If you’re looking for more interactivity, I would suggest checking out other resources such as rustlings or the Rust track in exercism.

4 Likes

Lol XDD I thought you guys were talking about the Rust book online.

Sure I will check em out thanks for hte suggestion

Thank you everyone!

I gave up learning Rust a long time ago, but I recently re-started, using the “Programming Rust” book instead. So far so good!

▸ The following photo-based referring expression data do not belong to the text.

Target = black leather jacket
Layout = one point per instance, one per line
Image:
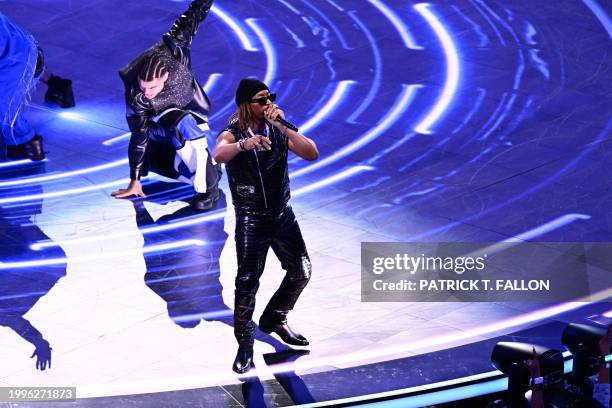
(259, 180)
(176, 43)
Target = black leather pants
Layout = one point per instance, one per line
(256, 232)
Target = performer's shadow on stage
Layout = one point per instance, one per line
(253, 390)
(188, 280)
(22, 287)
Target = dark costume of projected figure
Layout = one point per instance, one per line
(167, 113)
(254, 147)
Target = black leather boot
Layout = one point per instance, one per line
(244, 360)
(60, 92)
(280, 327)
(32, 149)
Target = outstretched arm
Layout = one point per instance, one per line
(181, 34)
(137, 122)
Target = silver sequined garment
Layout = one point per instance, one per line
(178, 89)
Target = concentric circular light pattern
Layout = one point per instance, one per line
(452, 69)
(434, 121)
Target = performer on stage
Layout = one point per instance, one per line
(167, 113)
(254, 147)
(22, 65)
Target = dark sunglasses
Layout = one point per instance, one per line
(264, 99)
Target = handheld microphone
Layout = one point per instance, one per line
(286, 123)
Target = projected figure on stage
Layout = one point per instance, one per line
(167, 113)
(255, 146)
(22, 65)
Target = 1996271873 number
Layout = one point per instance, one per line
(28, 394)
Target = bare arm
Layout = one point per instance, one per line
(299, 144)
(226, 147)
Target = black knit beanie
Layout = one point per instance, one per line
(248, 88)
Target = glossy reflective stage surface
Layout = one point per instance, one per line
(446, 121)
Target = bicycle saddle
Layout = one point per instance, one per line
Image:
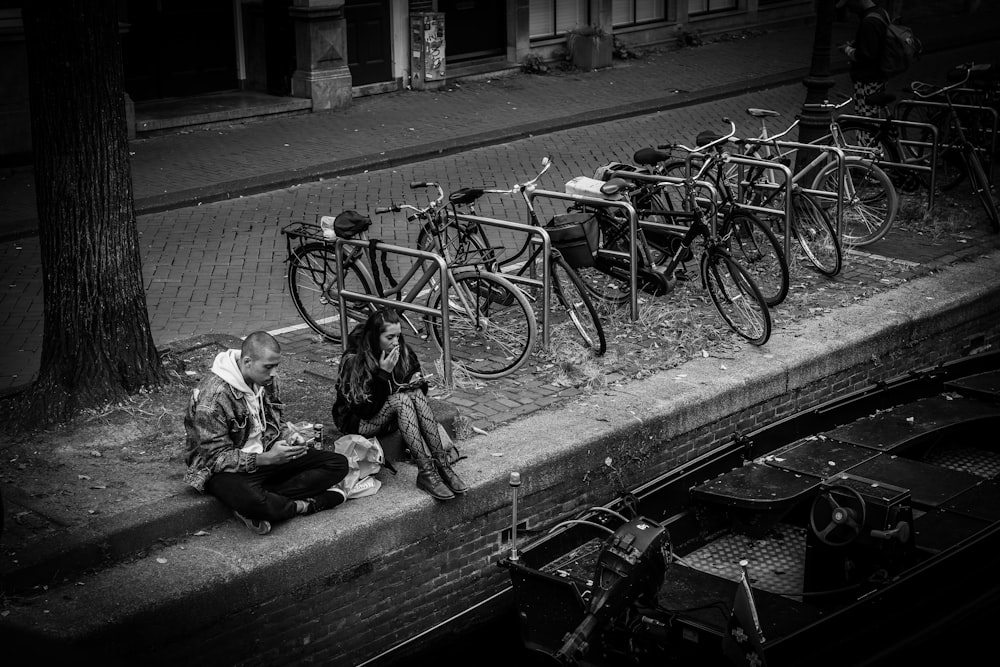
(707, 137)
(980, 72)
(882, 99)
(465, 196)
(614, 186)
(650, 156)
(761, 113)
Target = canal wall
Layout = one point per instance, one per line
(343, 587)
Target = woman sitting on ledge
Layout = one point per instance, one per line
(381, 389)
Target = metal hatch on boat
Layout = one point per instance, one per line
(984, 386)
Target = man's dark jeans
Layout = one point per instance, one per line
(269, 492)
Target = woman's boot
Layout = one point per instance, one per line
(428, 479)
(449, 476)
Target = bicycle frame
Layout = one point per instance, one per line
(917, 163)
(633, 235)
(518, 277)
(441, 267)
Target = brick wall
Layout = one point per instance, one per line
(356, 611)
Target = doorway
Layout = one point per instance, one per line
(474, 29)
(178, 48)
(369, 41)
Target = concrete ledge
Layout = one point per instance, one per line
(227, 586)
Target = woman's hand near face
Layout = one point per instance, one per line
(389, 359)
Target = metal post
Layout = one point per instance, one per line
(515, 481)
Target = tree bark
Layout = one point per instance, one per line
(97, 344)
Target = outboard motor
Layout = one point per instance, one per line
(631, 565)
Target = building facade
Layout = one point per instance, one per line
(330, 51)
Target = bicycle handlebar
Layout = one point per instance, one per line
(521, 187)
(716, 142)
(930, 90)
(827, 105)
(434, 203)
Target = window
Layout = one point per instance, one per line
(706, 6)
(548, 18)
(630, 12)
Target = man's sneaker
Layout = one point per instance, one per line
(366, 487)
(259, 526)
(326, 500)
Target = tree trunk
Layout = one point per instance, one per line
(97, 345)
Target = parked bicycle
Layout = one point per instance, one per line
(742, 234)
(733, 290)
(468, 241)
(491, 324)
(973, 99)
(962, 146)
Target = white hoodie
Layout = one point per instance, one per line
(227, 367)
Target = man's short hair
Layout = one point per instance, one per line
(257, 343)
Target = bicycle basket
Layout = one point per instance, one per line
(346, 225)
(576, 237)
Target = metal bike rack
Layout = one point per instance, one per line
(911, 166)
(791, 180)
(672, 180)
(544, 283)
(394, 303)
(633, 237)
(989, 111)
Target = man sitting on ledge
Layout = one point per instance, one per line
(240, 450)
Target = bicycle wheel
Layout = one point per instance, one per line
(753, 245)
(736, 296)
(491, 324)
(312, 282)
(573, 307)
(981, 186)
(607, 281)
(815, 235)
(870, 201)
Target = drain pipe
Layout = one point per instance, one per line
(515, 481)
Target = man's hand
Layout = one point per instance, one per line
(281, 452)
(296, 438)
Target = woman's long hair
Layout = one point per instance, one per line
(360, 362)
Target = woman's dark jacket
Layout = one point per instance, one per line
(868, 43)
(347, 415)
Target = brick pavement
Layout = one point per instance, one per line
(217, 267)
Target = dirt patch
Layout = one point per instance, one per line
(127, 455)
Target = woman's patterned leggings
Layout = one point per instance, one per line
(411, 413)
(861, 106)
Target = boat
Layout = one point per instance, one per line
(834, 536)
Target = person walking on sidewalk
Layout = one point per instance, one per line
(381, 388)
(241, 450)
(865, 53)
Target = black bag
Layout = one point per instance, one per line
(901, 47)
(349, 224)
(576, 237)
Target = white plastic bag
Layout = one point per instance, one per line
(364, 459)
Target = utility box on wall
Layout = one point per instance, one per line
(426, 50)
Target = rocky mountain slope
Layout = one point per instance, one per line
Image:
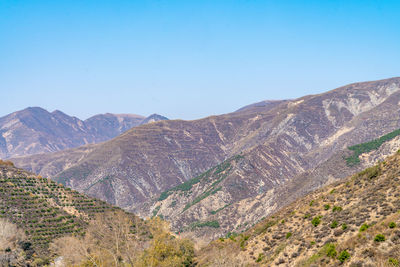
(353, 222)
(268, 148)
(35, 130)
(44, 210)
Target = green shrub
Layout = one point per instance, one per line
(334, 224)
(368, 147)
(316, 221)
(379, 238)
(260, 257)
(364, 227)
(330, 250)
(337, 208)
(343, 256)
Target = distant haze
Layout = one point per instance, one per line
(188, 59)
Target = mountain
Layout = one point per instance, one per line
(35, 130)
(252, 155)
(354, 222)
(201, 201)
(43, 209)
(43, 223)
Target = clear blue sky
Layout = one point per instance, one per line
(188, 59)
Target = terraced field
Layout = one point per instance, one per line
(44, 209)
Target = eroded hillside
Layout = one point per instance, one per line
(277, 143)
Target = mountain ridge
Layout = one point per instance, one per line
(278, 145)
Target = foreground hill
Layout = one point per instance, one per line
(202, 208)
(277, 141)
(35, 130)
(354, 222)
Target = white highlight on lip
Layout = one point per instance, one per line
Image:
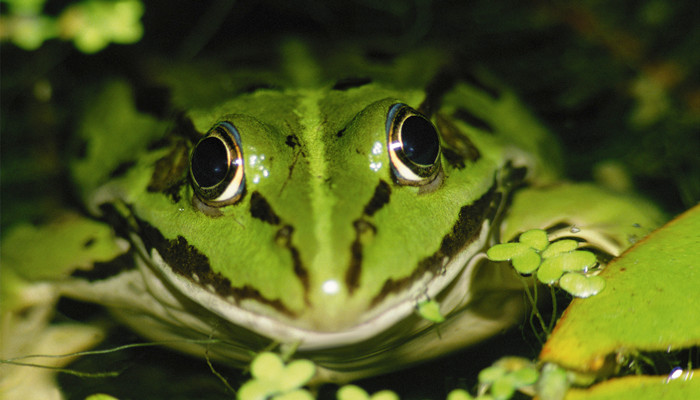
(330, 286)
(375, 163)
(255, 163)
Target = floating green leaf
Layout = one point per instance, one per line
(535, 238)
(650, 303)
(580, 285)
(560, 246)
(271, 378)
(352, 392)
(507, 251)
(550, 271)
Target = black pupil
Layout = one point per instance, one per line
(209, 162)
(420, 141)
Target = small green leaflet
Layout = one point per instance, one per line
(557, 262)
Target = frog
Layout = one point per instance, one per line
(311, 204)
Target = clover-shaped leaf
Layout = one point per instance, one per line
(581, 285)
(558, 247)
(352, 392)
(272, 379)
(535, 238)
(506, 376)
(523, 256)
(550, 261)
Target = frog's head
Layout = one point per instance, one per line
(320, 210)
(327, 211)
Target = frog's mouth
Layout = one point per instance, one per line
(448, 277)
(478, 300)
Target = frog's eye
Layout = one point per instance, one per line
(413, 145)
(216, 166)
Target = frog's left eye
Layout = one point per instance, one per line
(216, 166)
(413, 145)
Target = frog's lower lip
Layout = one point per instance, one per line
(448, 288)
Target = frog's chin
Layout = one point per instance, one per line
(203, 310)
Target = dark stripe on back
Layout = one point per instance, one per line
(261, 209)
(363, 231)
(122, 169)
(458, 147)
(187, 261)
(105, 270)
(284, 238)
(464, 232)
(170, 171)
(381, 196)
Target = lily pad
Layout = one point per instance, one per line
(651, 302)
(580, 285)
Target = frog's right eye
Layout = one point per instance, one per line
(216, 166)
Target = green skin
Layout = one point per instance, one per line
(329, 249)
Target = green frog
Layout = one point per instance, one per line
(312, 205)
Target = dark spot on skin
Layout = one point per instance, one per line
(169, 173)
(471, 119)
(380, 56)
(458, 148)
(363, 230)
(381, 196)
(476, 82)
(284, 239)
(453, 158)
(187, 261)
(464, 232)
(261, 209)
(435, 91)
(105, 270)
(153, 100)
(352, 82)
(122, 169)
(291, 141)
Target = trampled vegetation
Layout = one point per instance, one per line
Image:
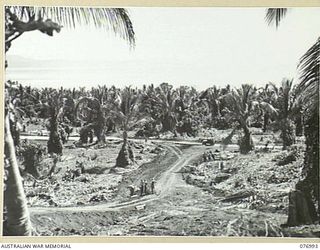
(63, 180)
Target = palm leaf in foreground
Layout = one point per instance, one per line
(275, 15)
(114, 19)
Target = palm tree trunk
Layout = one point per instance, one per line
(125, 156)
(299, 125)
(54, 142)
(246, 143)
(265, 121)
(305, 199)
(18, 219)
(287, 133)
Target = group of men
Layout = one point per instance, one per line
(208, 156)
(144, 188)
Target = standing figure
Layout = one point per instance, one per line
(141, 187)
(145, 187)
(152, 185)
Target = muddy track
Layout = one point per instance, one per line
(165, 181)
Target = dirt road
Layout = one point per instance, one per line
(165, 181)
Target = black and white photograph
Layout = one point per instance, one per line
(161, 121)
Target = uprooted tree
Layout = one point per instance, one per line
(21, 19)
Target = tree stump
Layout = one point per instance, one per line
(299, 211)
(125, 156)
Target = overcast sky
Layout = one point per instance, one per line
(189, 46)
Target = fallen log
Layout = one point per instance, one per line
(238, 196)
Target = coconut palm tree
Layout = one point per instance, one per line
(267, 95)
(240, 104)
(126, 112)
(91, 111)
(212, 97)
(21, 19)
(164, 102)
(285, 106)
(305, 201)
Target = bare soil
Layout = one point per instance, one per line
(247, 196)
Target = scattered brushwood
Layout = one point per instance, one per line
(238, 196)
(98, 198)
(288, 158)
(246, 226)
(32, 154)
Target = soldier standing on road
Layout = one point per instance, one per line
(141, 187)
(152, 185)
(145, 187)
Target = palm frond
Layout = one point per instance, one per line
(309, 68)
(275, 15)
(114, 19)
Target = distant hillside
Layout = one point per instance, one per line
(15, 61)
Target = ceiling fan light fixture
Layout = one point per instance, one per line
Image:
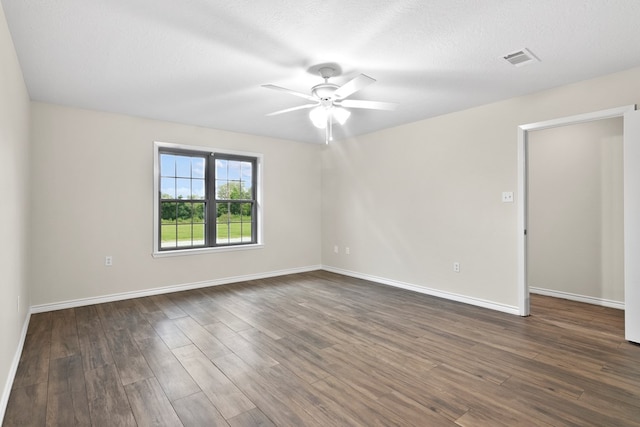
(318, 117)
(341, 114)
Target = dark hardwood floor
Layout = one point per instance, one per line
(319, 349)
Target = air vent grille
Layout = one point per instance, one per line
(521, 57)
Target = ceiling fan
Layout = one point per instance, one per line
(329, 100)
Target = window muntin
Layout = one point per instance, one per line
(205, 199)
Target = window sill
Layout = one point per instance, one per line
(199, 251)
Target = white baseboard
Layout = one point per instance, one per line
(41, 308)
(4, 399)
(579, 298)
(428, 291)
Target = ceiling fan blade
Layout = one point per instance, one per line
(299, 107)
(353, 85)
(372, 105)
(292, 92)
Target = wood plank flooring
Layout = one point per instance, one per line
(320, 349)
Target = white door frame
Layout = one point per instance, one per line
(523, 286)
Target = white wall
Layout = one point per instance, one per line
(14, 212)
(575, 210)
(411, 200)
(92, 178)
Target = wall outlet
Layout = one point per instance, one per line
(507, 197)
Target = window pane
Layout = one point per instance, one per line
(167, 236)
(246, 174)
(221, 169)
(222, 233)
(234, 170)
(198, 212)
(184, 234)
(168, 212)
(235, 190)
(246, 211)
(246, 232)
(197, 188)
(183, 167)
(184, 212)
(183, 188)
(168, 188)
(167, 165)
(222, 211)
(197, 167)
(222, 189)
(198, 234)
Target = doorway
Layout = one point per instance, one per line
(575, 245)
(631, 209)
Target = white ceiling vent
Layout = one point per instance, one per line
(521, 57)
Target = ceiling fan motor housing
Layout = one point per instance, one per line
(324, 91)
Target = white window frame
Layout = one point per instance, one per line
(156, 252)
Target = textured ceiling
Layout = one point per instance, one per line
(202, 62)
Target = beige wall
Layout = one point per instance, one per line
(14, 212)
(411, 200)
(575, 218)
(92, 178)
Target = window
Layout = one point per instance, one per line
(205, 199)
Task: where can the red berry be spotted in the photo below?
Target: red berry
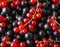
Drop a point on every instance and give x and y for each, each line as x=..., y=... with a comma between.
x=55, y=1
x=36, y=41
x=24, y=30
x=15, y=40
x=5, y=39
x=53, y=17
x=50, y=39
x=38, y=15
x=0, y=5
x=51, y=44
x=12, y=5
x=54, y=24
x=42, y=45
x=38, y=45
x=34, y=18
x=49, y=21
x=32, y=11
x=33, y=1
x=59, y=30
x=55, y=28
x=20, y=22
x=56, y=45
x=1, y=18
x=17, y=3
x=39, y=5
x=22, y=44
x=39, y=11
x=4, y=4
x=33, y=22
x=2, y=24
x=26, y=20
x=16, y=29
x=45, y=42
x=3, y=44
x=29, y=15
x=21, y=27
x=14, y=44
x=31, y=27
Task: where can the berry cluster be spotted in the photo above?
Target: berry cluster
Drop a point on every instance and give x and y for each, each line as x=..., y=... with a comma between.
x=30, y=23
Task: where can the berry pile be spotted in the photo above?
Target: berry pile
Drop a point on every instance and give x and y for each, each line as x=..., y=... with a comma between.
x=30, y=23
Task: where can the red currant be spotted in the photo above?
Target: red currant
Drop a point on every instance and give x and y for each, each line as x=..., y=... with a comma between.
x=42, y=45
x=12, y=5
x=20, y=22
x=33, y=22
x=45, y=42
x=32, y=11
x=16, y=29
x=31, y=27
x=15, y=40
x=21, y=27
x=3, y=44
x=38, y=45
x=56, y=45
x=55, y=1
x=36, y=41
x=39, y=11
x=39, y=5
x=14, y=44
x=33, y=1
x=53, y=17
x=22, y=44
x=4, y=4
x=17, y=3
x=5, y=39
x=26, y=20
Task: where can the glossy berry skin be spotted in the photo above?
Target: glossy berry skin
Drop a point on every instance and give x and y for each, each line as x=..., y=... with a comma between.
x=20, y=22
x=33, y=22
x=56, y=45
x=3, y=24
x=53, y=18
x=17, y=3
x=42, y=45
x=21, y=27
x=22, y=44
x=24, y=30
x=36, y=41
x=55, y=1
x=25, y=20
x=5, y=39
x=15, y=40
x=4, y=4
x=39, y=5
x=38, y=15
x=45, y=42
x=14, y=44
x=12, y=5
x=3, y=44
x=32, y=11
x=28, y=15
x=49, y=21
x=33, y=2
x=16, y=29
x=31, y=27
x=38, y=45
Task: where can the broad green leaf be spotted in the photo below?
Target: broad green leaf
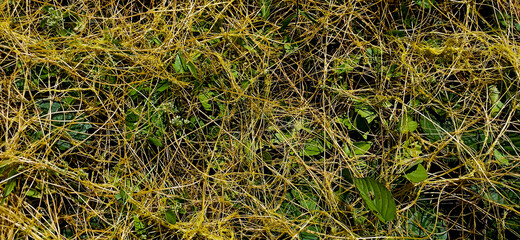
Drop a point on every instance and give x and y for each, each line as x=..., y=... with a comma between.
x=377, y=198
x=358, y=148
x=423, y=222
x=417, y=174
x=412, y=150
x=407, y=125
x=171, y=217
x=313, y=147
x=431, y=128
x=365, y=113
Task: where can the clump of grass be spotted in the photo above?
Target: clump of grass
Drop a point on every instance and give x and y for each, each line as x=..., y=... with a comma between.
x=259, y=120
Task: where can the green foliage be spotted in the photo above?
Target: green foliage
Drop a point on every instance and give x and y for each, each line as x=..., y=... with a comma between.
x=417, y=173
x=377, y=198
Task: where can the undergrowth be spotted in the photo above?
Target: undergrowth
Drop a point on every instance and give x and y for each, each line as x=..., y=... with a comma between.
x=259, y=119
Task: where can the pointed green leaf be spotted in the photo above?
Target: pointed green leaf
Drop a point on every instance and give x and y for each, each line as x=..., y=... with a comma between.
x=417, y=174
x=431, y=128
x=193, y=70
x=33, y=193
x=407, y=125
x=377, y=198
x=171, y=217
x=500, y=157
x=11, y=183
x=139, y=225
x=426, y=4
x=313, y=147
x=179, y=65
x=163, y=85
x=358, y=148
x=204, y=99
x=286, y=22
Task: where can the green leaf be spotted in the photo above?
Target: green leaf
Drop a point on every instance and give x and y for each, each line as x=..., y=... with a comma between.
x=417, y=173
x=163, y=85
x=432, y=128
x=266, y=8
x=407, y=125
x=377, y=198
x=308, y=16
x=500, y=158
x=425, y=4
x=139, y=226
x=423, y=223
x=349, y=64
x=366, y=113
x=122, y=197
x=179, y=64
x=359, y=148
x=155, y=141
x=286, y=22
x=494, y=97
x=345, y=121
x=11, y=183
x=305, y=235
x=204, y=99
x=313, y=147
x=171, y=217
x=193, y=69
x=33, y=193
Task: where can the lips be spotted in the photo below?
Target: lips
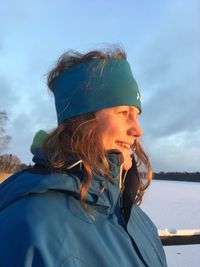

I’ll be sure to check again all your suggestions once I finish the book. See you in some far future

1 Like

I started learning 3 days ago.
Here is my humble contribution:

``````use rand::Rng;
use std::collections::HashMap;

fn main() {
let mut numbers: Vec<u32> = (0..20).map(|_| {
rng.gen_range(0, 6)
}).collect();
numbers.sort();

let sum: u32 = numbers.iter().sum();

let mean = sum as f64 / numbers.len() as f64;

let median = numbers[numbers.len() / 2];

let mut occ: HashMap<u32, u32> = HashMap::new();
let mut mode : (u32, u32) = (0, 0);
for (i, v) in numbers.iter().enumerate() {
// occ.insert(i as u32, *v);
let count = occ.entry(*v).or_insert(0);
*count += 1;

if *count > mode .1 {
mode  = (*v, *count);
}
}

println!("numbers {:?}", numbers);
println!("sum {}", sum);
println!("mean {}", mean);
println!("median {}", median);
println!("most frequent is {} with {} occurrences", mode .0, mode .1);
}
``````

There are some new things in `std::iter` that give additional options here, such as
``````let mut numbers: Vec<u32> = std::iter::repeat_with(|| rng.gen_range(0, 6)).take(20).collect();
You could use `.cloned()` (or, in 1.36, `.copied()`) here to remove the need for `*`ing `v` later.
One could also consider using `max_by_key` on `occ` after the loop to find the mode.